National home prices rose in February, spurred by limited supply and strong demand, according to The Australian. The PropTrack Home Price Index found that prices were up 0.18% nationally last month, with all capitals except Hobart posting gains.
John McGrath, CEO of real estate company McGrath, told The Australian that there has been an uptick in demand across the housing market.
“Since Christmas we’ve seen a significant increase in buyer activity in Sydney, with online inquiry and open house numbers both spiking since January.”
McGrath pointed to two drivers in the housing market.
“Firstly, listing levels are so low demand is outweighing supply,” he said. “However, the most telling factor is that buyers have sensed that we are at the bottom of the market cycle and they’re keen to get in during 2023 before we see rises in 2024.”
McGrath said that prospective buyers had already accounted for predicted rate rises.
“Buyers have factored in at least two more rate rises to their calculations, which I think is sensible, but they’re buying in most parts of Sydney at a 15% discount to 18 months ago, so, in the main, they even each other out,” he told The Australian.
McGrath also said that the skyrocketing rental market, where prices have jumped by 20% in most areas, is encouraging people to buy.

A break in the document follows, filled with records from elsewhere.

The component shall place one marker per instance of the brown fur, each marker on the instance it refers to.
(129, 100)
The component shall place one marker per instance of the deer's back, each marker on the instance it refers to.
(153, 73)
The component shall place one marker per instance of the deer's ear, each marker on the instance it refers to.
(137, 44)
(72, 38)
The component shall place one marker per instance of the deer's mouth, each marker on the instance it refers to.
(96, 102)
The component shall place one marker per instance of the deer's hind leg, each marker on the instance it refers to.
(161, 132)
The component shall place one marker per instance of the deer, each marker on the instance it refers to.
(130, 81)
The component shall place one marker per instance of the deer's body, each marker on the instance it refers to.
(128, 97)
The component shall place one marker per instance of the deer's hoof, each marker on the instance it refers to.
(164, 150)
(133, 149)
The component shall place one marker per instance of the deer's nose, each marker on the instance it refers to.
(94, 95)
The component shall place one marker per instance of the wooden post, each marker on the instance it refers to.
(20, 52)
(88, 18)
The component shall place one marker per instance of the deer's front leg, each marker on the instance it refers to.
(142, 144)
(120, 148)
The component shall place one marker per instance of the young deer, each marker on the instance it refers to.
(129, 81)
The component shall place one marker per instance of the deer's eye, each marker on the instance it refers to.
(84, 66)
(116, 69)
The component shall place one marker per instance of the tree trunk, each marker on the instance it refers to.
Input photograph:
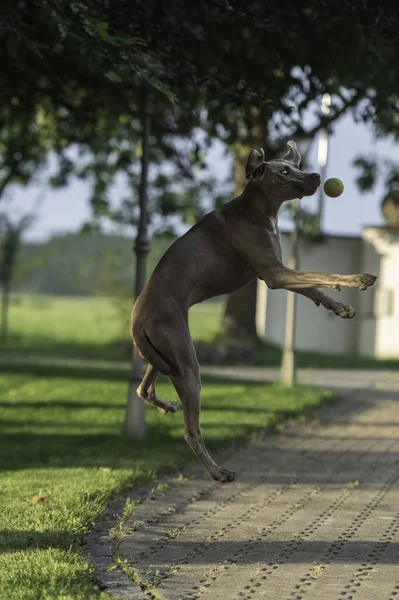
(5, 303)
(239, 320)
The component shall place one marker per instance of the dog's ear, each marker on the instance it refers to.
(292, 155)
(255, 166)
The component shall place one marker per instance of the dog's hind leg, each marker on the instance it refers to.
(146, 390)
(188, 387)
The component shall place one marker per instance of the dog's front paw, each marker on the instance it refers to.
(223, 475)
(344, 311)
(363, 281)
(168, 407)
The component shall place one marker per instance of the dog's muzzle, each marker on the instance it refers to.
(310, 184)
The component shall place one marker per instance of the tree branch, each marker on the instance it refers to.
(324, 122)
(7, 179)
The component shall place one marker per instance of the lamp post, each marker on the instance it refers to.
(288, 373)
(322, 155)
(135, 424)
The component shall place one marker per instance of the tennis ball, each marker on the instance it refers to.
(333, 187)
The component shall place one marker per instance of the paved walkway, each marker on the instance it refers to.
(313, 514)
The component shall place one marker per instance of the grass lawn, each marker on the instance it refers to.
(63, 458)
(80, 327)
(85, 326)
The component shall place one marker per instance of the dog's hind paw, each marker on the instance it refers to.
(345, 311)
(168, 407)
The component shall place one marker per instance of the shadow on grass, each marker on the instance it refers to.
(13, 541)
(105, 373)
(49, 346)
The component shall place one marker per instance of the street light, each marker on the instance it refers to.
(322, 155)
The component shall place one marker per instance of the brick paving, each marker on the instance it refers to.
(313, 514)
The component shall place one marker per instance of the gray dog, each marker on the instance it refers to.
(224, 251)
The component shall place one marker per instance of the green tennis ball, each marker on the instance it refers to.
(333, 187)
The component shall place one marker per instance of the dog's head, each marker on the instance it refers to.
(281, 178)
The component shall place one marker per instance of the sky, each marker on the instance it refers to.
(67, 209)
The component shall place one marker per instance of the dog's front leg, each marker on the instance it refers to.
(341, 310)
(283, 278)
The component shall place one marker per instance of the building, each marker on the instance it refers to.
(375, 329)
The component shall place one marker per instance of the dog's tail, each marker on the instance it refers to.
(148, 351)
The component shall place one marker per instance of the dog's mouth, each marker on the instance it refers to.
(307, 188)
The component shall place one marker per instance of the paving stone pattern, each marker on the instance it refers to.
(313, 514)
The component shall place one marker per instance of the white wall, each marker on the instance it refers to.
(318, 330)
(379, 330)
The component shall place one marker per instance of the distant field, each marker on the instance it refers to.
(87, 321)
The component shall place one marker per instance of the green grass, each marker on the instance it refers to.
(85, 326)
(60, 439)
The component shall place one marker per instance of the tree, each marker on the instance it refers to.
(10, 244)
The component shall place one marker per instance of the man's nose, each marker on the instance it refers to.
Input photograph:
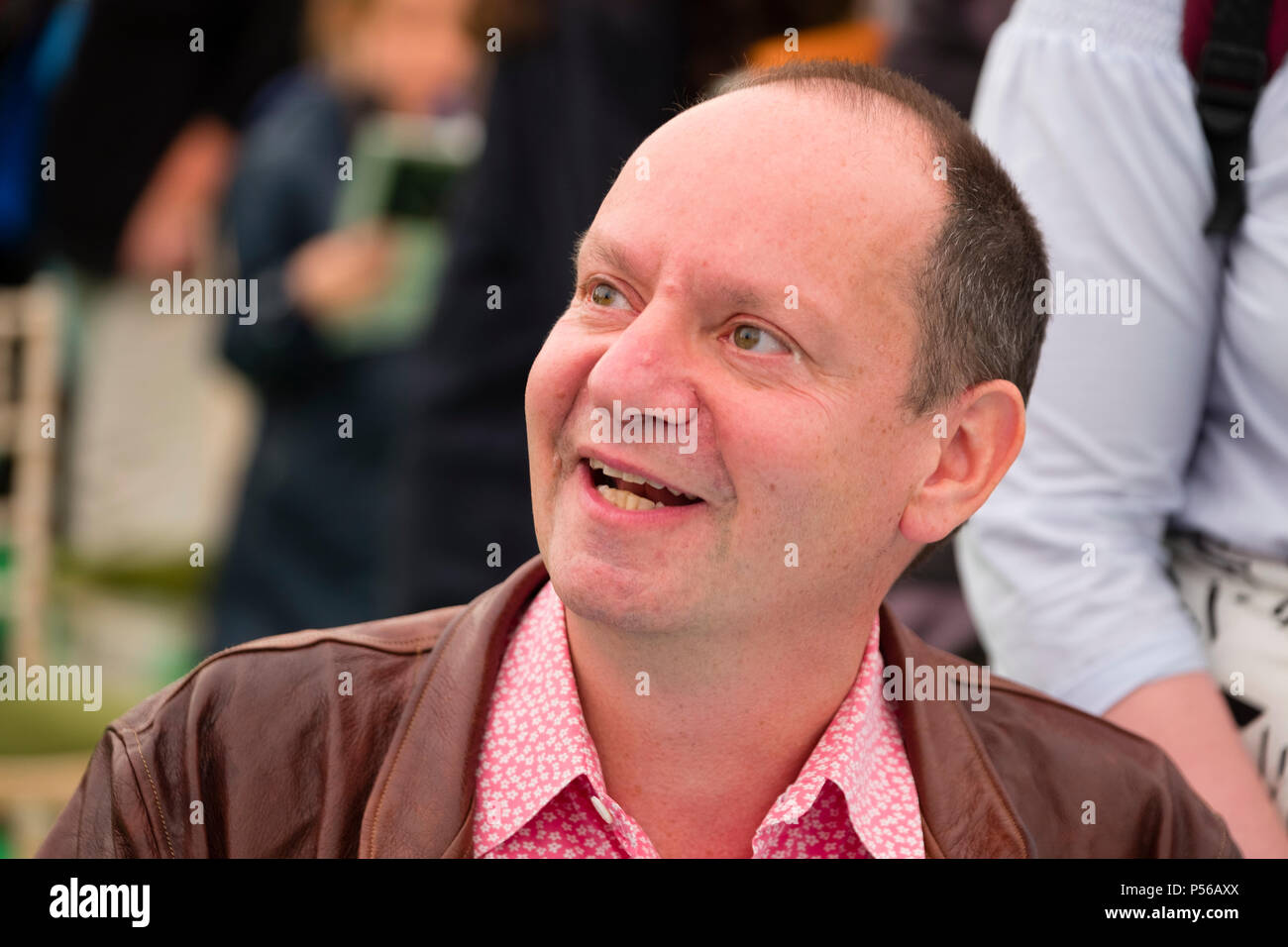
(652, 364)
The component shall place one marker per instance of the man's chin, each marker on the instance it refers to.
(619, 594)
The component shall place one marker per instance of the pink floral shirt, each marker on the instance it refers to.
(541, 791)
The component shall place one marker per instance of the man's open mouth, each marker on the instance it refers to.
(630, 491)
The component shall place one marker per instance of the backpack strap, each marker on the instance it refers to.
(1232, 69)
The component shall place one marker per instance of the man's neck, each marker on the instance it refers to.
(725, 725)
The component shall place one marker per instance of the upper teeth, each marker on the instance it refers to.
(634, 478)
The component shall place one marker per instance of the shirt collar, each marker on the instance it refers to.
(536, 742)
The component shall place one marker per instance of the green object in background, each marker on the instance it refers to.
(403, 170)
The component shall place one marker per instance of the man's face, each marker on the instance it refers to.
(750, 268)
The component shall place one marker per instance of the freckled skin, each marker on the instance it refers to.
(726, 201)
(802, 437)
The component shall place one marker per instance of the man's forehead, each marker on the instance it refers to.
(773, 188)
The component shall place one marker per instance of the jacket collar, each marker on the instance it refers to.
(423, 800)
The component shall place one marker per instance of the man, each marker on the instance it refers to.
(814, 292)
(1153, 478)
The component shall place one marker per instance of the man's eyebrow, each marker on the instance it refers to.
(608, 250)
(612, 253)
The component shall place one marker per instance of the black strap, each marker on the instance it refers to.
(1232, 72)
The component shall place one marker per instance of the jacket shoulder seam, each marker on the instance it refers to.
(156, 795)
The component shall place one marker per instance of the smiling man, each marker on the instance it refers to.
(828, 281)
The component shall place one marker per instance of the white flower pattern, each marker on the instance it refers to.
(539, 768)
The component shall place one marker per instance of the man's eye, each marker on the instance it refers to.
(603, 294)
(750, 338)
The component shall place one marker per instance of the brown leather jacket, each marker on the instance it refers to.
(283, 764)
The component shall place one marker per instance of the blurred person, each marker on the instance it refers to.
(768, 722)
(312, 535)
(128, 169)
(941, 44)
(1138, 547)
(145, 128)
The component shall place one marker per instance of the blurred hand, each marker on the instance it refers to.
(340, 269)
(171, 224)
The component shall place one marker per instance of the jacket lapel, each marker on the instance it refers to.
(964, 810)
(423, 800)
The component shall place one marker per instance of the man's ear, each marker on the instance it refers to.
(980, 437)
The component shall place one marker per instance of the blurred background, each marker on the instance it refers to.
(271, 273)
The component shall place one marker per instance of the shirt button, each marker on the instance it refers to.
(601, 809)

“First-home buyers are trying to get off the rental market and into homeownership if they can,” McGrath said.
McGrath acknowledged that many homeowners will be in for a shock as fixed-rate loans roll off.
“The greatest challenge will be fixed home loans coming off all-time lows and having to refinance at current rates after nine consecutive rises,” he told The Australian.
McGrath said the fixed-rate cliff could be a driver for higher listing activity. He also said the surge in migration could boost the market.
Read next: Here’s why homes are taking longer to sell
“With a forecast migration boom of around 300,000 into the country over the next 12 months, it should be more than enough to keep prices at current levels and indeed start upward pressure on values again within 18 months,” he said.
Ray White chief economist Nerida Conisbee told The Australian that the recent price gains in Sydney were probably driven by increasing population and housing shortages.
“Prices are starting to rise and listings remain low, meaning less competition for sellers, so it’s the perfect storm in property,” she said.
More price pain to come
Despite some agents’ optimism, the residential property market is still under pressure, with homes taking longer to sell and economists forecasting further price drops despite the uptick last month, The Australian reported.
Investment bank Morgan Stanley recently predicted that prices would continue to fall despite the slight bump last month.
“Our view remains for a 20% peak-to-trough price decline and, as such, we believe we are around halfway through this current price correction,” the bank said.
Jarden property analysts said that of all property sectors, the news was most negative for residential, with developers Mirvac and Stockland reporting weak first-half earnings from their housing operations.
Jarden warned of further housing pain unless the market corrects itself more quickly than expected, with feedback from developers suggesting that sales momentum would remain sluggish until rate stability improves, The Australian reported.